Multiple Node Master Instance Group

Available in EMR version 5.23.0 and later, an EMR Cluster can be launched with three master nodes for high availability. Additional information about this functionality and its requirements can be found in the EMR Management Guide.

# This configuration is for illustrative purposes and highlights
# only relevant configurations for working with this functionality.

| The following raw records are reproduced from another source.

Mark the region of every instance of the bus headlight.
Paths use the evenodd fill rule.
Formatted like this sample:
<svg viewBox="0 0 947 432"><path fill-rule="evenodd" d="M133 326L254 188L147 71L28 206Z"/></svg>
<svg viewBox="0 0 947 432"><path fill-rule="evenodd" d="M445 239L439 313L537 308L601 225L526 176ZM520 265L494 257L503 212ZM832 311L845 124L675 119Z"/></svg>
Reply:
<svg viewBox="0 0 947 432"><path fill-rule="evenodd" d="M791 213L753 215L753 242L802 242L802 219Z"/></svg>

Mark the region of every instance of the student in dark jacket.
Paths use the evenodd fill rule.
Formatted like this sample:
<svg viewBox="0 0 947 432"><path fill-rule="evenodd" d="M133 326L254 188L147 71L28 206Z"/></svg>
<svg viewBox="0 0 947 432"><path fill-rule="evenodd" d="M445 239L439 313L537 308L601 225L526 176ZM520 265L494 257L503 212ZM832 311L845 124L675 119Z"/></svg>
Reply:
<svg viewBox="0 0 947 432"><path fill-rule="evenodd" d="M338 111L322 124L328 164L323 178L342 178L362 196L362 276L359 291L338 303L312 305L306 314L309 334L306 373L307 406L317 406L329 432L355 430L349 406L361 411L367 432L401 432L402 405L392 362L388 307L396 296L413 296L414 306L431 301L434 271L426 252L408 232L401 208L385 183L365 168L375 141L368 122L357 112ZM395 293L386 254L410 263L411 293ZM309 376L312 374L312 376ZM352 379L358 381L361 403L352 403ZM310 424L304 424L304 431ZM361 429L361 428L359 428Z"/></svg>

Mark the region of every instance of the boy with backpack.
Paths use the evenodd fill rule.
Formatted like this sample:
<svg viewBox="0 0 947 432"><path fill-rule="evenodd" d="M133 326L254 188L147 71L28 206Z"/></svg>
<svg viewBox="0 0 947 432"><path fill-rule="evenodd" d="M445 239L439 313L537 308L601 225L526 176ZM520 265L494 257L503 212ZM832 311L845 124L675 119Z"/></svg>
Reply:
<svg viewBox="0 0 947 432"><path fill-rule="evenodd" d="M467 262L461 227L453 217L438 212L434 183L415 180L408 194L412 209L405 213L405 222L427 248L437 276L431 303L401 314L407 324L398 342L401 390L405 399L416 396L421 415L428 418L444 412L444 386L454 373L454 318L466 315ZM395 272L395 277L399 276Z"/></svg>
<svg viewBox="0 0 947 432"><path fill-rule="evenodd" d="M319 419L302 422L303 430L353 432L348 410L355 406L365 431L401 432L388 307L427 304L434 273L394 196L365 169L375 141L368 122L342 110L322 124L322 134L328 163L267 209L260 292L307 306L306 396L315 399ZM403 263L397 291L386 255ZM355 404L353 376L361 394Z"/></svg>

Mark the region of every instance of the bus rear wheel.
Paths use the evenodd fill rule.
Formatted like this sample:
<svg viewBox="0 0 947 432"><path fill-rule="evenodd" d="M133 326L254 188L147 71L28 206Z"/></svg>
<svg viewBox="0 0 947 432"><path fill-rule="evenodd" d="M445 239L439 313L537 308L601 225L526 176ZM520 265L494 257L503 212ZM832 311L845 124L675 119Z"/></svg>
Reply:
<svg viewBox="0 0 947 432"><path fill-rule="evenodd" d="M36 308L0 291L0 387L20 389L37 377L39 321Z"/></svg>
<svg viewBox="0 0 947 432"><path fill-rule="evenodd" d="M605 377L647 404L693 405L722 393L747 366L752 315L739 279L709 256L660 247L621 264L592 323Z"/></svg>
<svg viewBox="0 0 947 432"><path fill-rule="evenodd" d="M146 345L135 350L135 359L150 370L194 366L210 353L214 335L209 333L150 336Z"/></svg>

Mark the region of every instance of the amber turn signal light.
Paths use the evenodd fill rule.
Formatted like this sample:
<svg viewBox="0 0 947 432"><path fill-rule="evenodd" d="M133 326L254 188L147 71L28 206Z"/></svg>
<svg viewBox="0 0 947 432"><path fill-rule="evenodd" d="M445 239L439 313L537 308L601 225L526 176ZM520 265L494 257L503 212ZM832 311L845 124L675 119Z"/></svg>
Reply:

# Map public IP on launch must be enabled for public (Internet accessible) subnets
resource "aws_subnet" "example" {
  # ... other configuration ...

  map_public_ip_on_launch = true
}

resource "aws_emr_cluster" "example" {
  # ... other configuration ...

  # EMR version must be 5.23.0 or later
  release_label = "emr-5.24.1"

  # Termination protection is automatically enabled for multiple masters
  # To destroy the cluster, this must be configured to false and applied first
  termination_protection = true

  ec2_attributes {
    # ... other configuration ...

    subnet_id = aws_subnet.example.id
  }

  master_instance_group {
    # ... other configuration ...

    # Master instance count must be set to 3
    instance_count = 3
  }

  # core_instance_group must be configured
  core_instance_group {
    # ... other configuration ...
  }
}

Bootable Cluster

NOTE: This configuration demonstrates a minimal configuration needed to boot an example EMR Cluster. It is not meant to display best practices. As with all examples, use at your own risk.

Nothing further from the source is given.